This week, Microsoft’s Linux package repositories suffered a hiatus for hours, followed by performance issues that spanned a day.
Users who trust packages.microsoft.com repository for extracting Linux distributions, including Ubuntu, Debian, CentOS, OpenSUSE, and Fedora received errors.
Microsoft engineers have recognized the problem and are working to find a solution.
Microsoft’s Linux repositories crash
The packages.microsoft.com repository went down this week due to an extended outage.
Linux and Solaris specialist Štefan Jarina first mentioned the issue on June 16, about a bunch of “404 not found” errors appearing when downloading “.deb” files from the repository.
Jarina’s report was later confirmed by other engineers who experienced the problem, and some saw “500 Internal Server Error” messages when trying to extract Debian packages.
Microsoft engineer Rahul Bhandari chimed in on the same GitHub thread to confirm:
“Our infrastructure team is working on this. There is a problem with some of the mirrors in packages.microsoft.com so according to them, the current ETA to solve this problem is in the next two hours, “said Bhandari.
Bhandari later confirmed that some storage problems were the main cause of these problems.
While the problem was being investigated, several users requested an “incident response report”, on why the mirror sites had also failed in this outage and why it was a recurring problem.
“Will there be an incident report in response to this? I would be particularly interested in why the mirror sites were not available or, if they are available, why there is a single point of failure that affects them all.”

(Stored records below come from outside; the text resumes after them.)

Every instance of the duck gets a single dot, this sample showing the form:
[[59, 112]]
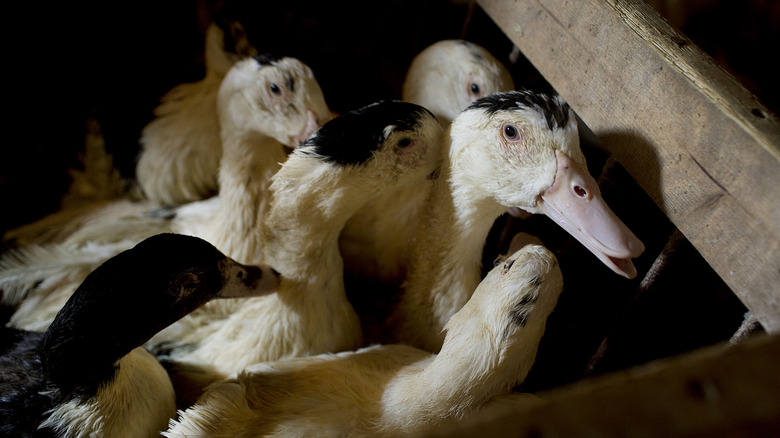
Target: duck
[[180, 148], [349, 160], [256, 123], [511, 149], [88, 374], [445, 78], [263, 105], [395, 389], [449, 75]]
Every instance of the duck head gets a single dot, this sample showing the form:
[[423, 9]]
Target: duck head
[[522, 149], [389, 144], [279, 98], [449, 75], [137, 293]]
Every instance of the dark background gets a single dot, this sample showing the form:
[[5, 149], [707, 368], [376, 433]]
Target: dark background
[[113, 60]]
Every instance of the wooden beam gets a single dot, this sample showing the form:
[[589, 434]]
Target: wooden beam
[[702, 146], [723, 391]]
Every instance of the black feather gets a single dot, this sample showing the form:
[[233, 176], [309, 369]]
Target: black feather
[[555, 111], [353, 137]]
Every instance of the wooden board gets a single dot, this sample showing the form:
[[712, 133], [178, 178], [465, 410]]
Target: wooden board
[[723, 391], [703, 147]]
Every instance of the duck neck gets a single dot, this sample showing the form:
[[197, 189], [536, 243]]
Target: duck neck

“We have faced issues in the past where packages failed when a deployment was running, but a catastrophic failure of this nature would have affected many production workloads today.”
“Package managers are the backbone of our industry and we must be able to trust them.”
“I have been forced to remove dependency on Microsoft package repositories in favor of self-hosted ones for the time being, which is unnecessary manual maintenance that I would like to avoid if possible.” set engineer Michael Armitage.
Replaces, but users experience degraded performance
Although Microsoft’s initial ETA to resolve the issue was “approximately two hours”, the issue spread well more than 14 hours, and users continue to experience degraded performance.
Microsoft’s chief engineering officer, Ravindra Bhartiya, said:
“We had an incident with packages.microsoft.com which caused the packages to be unavailable. “
“Our engineering team has mitigated the problem and our internal data shows an improvement in availability.”
“If you still have problems, please provide us with more information (” apt-get update | install “output) and we can investigate further,” said Bhartiya.
But even today, at the time of writing, users are complaining about slow download speeds when retrieving packages from Microsoft’s repositories:
Some downloads reportedly took two or three to complete, prompting users to investigate workarounds. Although it seems that performance and availability are slowly improving and getting back to normal.
Large-scale disruptions of critical systems and CDNs have become a common occurrence of late.
Interestingly, the timing of this outage coincides with the Akamai outage that affected leading Australian banks and organizations yesterday, although the two incidents appear to be unrelated.